Everyone Needs a Whack-a-Mole

"Mommy, can you buy me a Whack-a-Mole?"

I cannot tell you how many times I have heard this phrase in the last 48 hours. Repeatedly.

I kind of don't even know what to say to it.

"Ummm, sure, someday," I've said, hoping that satisfies things and I don't hear the question again.

But, moments later, "Will you buy me a Whack-a-Mole? Will you?"

"Well, if I see one sometime," I say perplexed, "Maybe I will."

(I have no intentions of buying a Whack-a-Mole.)

Moments later, "You buy me a Whack-a-Mole?"

"I have never seen s Whack-a-Mole toy that I can buy, but maybe if I see one someday, I will get it."

Even when picking him up from daycare, The Daycare Lady said, "He wants a Whack-a-Mole."

"Umm, yeah, I know. I don't know why he's so into this," I offhandedly say, amazed that this topic has persisted so strongly through the day.

As we walk to the car, I'm thinking, Can we move on to something else, please?

"Mommy, will you buy me a lobster?"


Wednesday, July 6, 2011

Family Fun (Wordless Wednesday)

Whew! Been busy around here, so how about I share some photos from the last few days? Then, I can catch up on visiting other blogs, working on my novel, and generally lazing about. Enjoy!

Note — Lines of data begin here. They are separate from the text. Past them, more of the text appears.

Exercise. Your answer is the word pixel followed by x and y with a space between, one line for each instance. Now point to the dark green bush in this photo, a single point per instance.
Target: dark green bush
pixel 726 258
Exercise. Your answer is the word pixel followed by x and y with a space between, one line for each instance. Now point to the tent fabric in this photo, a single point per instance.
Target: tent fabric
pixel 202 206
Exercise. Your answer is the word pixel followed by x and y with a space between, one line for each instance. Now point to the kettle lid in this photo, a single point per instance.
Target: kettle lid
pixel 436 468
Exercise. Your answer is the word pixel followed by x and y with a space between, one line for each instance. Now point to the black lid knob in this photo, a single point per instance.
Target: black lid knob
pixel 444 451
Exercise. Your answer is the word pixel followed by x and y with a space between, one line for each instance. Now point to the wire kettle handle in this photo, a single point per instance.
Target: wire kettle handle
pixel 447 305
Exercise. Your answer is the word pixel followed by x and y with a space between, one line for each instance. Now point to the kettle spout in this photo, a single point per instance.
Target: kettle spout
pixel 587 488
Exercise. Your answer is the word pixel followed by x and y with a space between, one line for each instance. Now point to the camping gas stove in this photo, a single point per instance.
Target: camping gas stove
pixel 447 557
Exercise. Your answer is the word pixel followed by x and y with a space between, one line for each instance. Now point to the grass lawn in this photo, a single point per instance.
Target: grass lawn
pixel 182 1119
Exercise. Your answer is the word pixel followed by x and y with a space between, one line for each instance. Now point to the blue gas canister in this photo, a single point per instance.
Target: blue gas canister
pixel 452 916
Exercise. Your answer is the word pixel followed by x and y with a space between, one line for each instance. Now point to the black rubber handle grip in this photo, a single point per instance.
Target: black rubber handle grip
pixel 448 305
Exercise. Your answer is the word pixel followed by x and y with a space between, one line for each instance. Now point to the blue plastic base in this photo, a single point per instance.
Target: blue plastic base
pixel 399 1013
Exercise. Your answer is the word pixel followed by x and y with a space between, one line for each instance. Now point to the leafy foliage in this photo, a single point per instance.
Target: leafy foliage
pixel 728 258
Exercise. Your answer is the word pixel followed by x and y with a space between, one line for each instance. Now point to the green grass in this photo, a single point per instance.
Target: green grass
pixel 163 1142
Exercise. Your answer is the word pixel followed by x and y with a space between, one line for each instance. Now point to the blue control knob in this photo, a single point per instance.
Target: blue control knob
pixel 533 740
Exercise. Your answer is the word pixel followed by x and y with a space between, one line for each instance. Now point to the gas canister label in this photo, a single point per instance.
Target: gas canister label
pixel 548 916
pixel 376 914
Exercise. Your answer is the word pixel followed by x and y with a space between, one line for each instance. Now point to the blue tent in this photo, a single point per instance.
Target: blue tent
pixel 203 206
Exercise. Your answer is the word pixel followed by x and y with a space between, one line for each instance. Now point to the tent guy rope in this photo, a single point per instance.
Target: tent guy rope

And now, of course, some pictures that Parker took!

Friday, July 1, 2011

The Cat Did It!

Our son is an only. He has no one to blame when things go wrong. Or, at least that's what we thought. When you have this guy around, you have someone to blame:

Our cat is aptly named after the naughty house elf, Dobby, from the Harry Potter series.

The other night, it was time for Parker to use the potty before bed. Do you know the cushy insert that goes on the toilet to help a toddler stay above water? It was missing.

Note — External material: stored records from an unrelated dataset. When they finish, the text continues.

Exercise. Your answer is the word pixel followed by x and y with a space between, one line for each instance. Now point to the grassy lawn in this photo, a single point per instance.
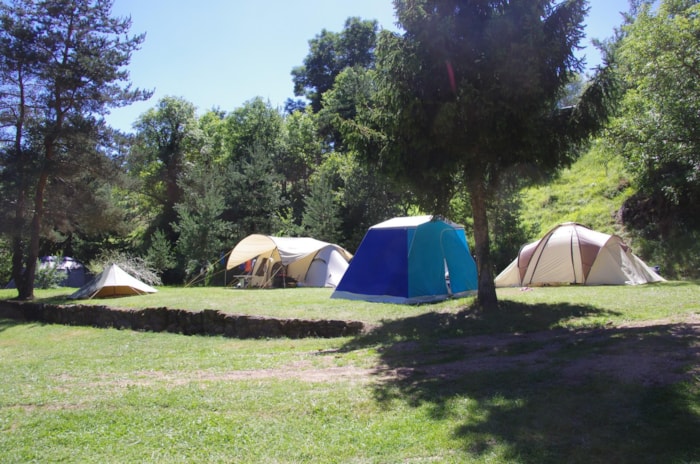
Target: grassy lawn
pixel 568 374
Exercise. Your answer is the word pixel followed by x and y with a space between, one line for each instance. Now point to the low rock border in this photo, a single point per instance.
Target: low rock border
pixel 205 322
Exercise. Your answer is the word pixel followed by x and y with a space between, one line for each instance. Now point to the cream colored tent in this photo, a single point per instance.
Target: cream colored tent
pixel 112 282
pixel 574 254
pixel 306 261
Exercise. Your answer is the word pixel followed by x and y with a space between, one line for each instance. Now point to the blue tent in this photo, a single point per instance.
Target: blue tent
pixel 410 260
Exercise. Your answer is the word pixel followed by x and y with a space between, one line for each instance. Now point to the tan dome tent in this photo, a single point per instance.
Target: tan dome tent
pixel 112 282
pixel 305 261
pixel 574 254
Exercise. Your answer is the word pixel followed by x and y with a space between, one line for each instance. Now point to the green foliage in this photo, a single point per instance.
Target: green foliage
pixel 590 192
pixel 329 54
pixel 5 263
pixel 321 215
pixel 160 254
pixel 468 92
pixel 658 129
pixel 63 67
pixel 167 136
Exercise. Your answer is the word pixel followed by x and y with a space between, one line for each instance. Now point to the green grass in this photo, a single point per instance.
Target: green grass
pixel 306 303
pixel 590 192
pixel 79 394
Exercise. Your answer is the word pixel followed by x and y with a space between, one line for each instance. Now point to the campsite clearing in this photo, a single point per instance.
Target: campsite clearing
pixel 577 374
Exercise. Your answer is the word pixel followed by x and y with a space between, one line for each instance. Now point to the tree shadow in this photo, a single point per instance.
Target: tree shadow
pixel 515 389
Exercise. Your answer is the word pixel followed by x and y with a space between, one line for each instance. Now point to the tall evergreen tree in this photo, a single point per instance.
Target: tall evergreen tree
pixel 202 231
pixel 321 215
pixel 62 67
pixel 330 53
pixel 165 137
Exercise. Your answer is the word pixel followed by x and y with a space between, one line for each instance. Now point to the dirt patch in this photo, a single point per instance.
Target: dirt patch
pixel 650 352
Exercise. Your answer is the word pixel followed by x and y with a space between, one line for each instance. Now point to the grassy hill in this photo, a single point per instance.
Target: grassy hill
pixel 590 192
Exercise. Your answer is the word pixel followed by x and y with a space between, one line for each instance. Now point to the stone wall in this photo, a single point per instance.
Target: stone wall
pixel 206 322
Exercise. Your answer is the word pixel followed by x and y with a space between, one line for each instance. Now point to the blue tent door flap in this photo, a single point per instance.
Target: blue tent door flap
pixel 425 260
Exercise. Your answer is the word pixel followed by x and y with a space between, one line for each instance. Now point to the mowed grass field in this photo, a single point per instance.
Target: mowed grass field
pixel 567 374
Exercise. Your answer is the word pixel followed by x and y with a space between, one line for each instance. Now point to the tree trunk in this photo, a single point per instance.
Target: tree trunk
pixel 486 296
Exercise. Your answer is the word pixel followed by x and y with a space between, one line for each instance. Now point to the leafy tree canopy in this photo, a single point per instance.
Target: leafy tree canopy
pixel 472 88
pixel 658 130
pixel 62 67
pixel 330 53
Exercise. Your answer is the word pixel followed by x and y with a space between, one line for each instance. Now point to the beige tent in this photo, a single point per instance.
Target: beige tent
pixel 303 260
pixel 112 282
pixel 574 254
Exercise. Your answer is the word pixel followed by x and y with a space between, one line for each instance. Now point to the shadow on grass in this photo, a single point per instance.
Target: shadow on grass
pixel 515 391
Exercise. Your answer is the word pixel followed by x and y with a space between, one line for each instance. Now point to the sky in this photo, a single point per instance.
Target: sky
pixel 222 53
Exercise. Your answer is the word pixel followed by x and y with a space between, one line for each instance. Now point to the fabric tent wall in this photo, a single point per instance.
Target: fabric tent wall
pixel 74 270
pixel 310 262
pixel 574 254
pixel 407 260
pixel 112 282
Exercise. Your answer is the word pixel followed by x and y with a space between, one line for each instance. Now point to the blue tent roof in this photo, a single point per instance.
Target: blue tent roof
pixel 410 260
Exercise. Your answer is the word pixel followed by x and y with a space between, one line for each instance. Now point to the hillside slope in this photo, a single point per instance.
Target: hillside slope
pixel 590 192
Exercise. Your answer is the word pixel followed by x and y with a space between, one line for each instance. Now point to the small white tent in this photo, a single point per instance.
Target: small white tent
pixel 112 282
pixel 306 261
pixel 574 254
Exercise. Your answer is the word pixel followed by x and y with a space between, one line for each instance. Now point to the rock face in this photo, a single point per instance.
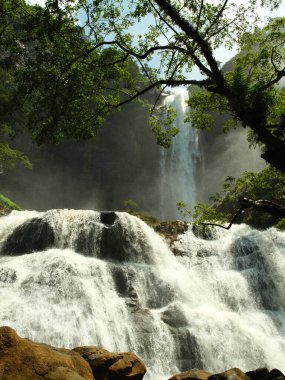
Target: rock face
pixel 22 359
pixel 231 374
pixel 111 366
pixel 34 235
pixel 193 374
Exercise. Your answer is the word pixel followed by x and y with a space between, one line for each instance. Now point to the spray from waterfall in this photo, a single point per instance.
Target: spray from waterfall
pixel 180 162
pixel 118 286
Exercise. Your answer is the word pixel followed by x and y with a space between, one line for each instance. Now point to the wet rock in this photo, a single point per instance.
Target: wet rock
pixel 108 217
pixel 247 255
pixel 193 374
pixel 23 359
pixel 119 243
pixel 258 374
pixel 8 275
pixel 204 232
pixel 174 316
pixel 231 374
pixel 112 366
pixel 34 235
pixel 204 252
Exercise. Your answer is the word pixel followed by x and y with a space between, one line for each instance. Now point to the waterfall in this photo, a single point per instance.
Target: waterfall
pixel 117 285
pixel 179 162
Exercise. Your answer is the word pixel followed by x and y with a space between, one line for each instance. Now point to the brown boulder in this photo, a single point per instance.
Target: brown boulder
pixel 275 374
pixel 231 374
pixel 112 366
pixel 193 374
pixel 22 359
pixel 258 374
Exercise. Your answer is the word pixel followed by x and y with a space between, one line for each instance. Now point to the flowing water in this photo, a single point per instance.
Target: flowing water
pixel 118 286
pixel 179 163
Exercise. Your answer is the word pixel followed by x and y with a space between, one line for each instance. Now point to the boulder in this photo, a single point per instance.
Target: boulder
pixel 112 366
pixel 34 235
pixel 274 374
pixel 108 217
pixel 22 359
pixel 193 374
pixel 258 374
pixel 231 374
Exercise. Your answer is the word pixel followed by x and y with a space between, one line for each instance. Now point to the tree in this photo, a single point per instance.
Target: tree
pixel 255 198
pixel 72 75
pixel 78 74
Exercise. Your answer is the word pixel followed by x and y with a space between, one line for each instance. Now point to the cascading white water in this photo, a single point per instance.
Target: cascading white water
pixel 221 305
pixel 179 162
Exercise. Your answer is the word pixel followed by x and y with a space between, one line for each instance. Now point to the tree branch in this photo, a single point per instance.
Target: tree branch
pixel 193 33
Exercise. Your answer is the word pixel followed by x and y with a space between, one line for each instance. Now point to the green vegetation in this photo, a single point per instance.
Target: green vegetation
pixel 61 77
pixel 255 198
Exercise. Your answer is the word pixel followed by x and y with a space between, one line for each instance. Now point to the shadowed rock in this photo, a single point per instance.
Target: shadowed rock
pixel 108 217
pixel 22 359
pixel 231 374
pixel 34 235
pixel 112 366
pixel 193 374
pixel 258 374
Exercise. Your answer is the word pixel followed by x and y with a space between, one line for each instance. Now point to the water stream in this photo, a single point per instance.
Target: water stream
pixel 180 162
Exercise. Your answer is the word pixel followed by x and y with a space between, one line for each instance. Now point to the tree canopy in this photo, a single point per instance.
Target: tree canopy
pixel 72 74
pixel 66 66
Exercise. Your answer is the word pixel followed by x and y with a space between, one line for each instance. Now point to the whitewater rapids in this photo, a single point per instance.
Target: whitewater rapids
pixel 119 286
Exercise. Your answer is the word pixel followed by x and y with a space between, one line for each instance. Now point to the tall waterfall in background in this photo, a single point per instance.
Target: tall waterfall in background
pixel 179 162
pixel 82 282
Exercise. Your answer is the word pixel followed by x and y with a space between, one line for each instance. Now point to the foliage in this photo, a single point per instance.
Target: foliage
pixel 72 73
pixel 53 82
pixel 267 184
pixel 6 203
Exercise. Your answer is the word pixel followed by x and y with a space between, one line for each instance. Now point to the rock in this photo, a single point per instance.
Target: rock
pixel 108 217
pixel 231 374
pixel 274 374
pixel 34 235
pixel 22 359
pixel 258 374
pixel 112 366
pixel 193 374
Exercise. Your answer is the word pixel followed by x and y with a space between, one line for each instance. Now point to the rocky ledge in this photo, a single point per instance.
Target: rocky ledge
pixel 22 359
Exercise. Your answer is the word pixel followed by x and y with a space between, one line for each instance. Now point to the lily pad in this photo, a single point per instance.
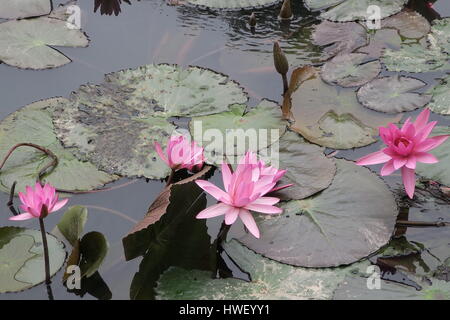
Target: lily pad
pixel 355 10
pixel 339 38
pixel 393 94
pixel 438 171
pixel 270 280
pixel 440 100
pixel 17 9
pixel 22 258
pixel 350 70
pixel 356 289
pixel 28 44
pixel 33 124
pixel 335 227
pixel 332 117
pixel 233 4
pixel 308 169
pixel 236 131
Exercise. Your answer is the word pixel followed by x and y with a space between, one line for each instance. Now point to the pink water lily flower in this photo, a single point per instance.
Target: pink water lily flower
pixel 181 153
pixel 39 202
pixel 406 147
pixel 245 191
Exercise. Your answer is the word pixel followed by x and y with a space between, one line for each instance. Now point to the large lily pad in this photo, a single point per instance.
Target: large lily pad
pixel 438 171
pixel 393 94
pixel 346 222
pixel 33 124
pixel 270 280
pixel 350 70
pixel 308 169
pixel 333 118
pixel 29 44
pixel 339 38
pixel 22 258
pixel 233 4
pixel 440 100
pixel 236 131
pixel 17 9
pixel 353 10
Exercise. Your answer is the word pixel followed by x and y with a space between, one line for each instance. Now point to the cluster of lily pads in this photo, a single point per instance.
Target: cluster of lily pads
pixel 335 213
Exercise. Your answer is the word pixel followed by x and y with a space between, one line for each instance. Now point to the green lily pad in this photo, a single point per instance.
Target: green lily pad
pixel 233 4
pixel 22 258
pixel 440 97
pixel 356 289
pixel 33 124
pixel 72 223
pixel 17 9
pixel 332 117
pixel 350 70
pixel 438 171
pixel 393 94
pixel 335 227
pixel 339 38
pixel 28 44
pixel 270 280
pixel 355 10
pixel 308 169
pixel 238 130
pixel 416 58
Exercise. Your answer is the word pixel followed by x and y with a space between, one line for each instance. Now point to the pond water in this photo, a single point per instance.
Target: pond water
pixel 151 31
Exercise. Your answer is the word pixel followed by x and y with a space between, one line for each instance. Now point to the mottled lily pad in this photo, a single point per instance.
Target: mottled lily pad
pixel 236 131
pixel 350 70
pixel 233 4
pixel 17 9
pixel 438 171
pixel 22 258
pixel 307 167
pixel 270 280
pixel 33 124
pixel 335 227
pixel 393 94
pixel 339 38
pixel 354 10
pixel 333 118
pixel 28 44
pixel 440 100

"Parker, what did you do with your cushy potty piece?" we asked.

"I don't know!" Parker shouted happily, and we thought suspiciously.

We did not believe him. He had done something with that potty ring, and we needed to find it. God only knew where it was!

"Parker! Where did you put it?" we continued.

"I don't know!" Parker asserted.

"You better remember where you put it. We need to find it," we said as we walked around the house, looking under beds, inside closets, behind toy boxes.

Then, we heard Parker shout, "Dobby has it!"

We laughed. Yeah right. Dobby has it. Good one.

We didn't hesitate for a moment and continued on our quest to find the damn thing. "Parker! Dobby does not have it! Where is it?!"

"Dobby has it! He does!" Parker shouted and giggled. The giggling didn't add to his believability. He just sounded like a really bad liar.

Then, my husband shouted, "Dobby does have it! Come look!"

Busted. Damn cat drinking the toilet water again.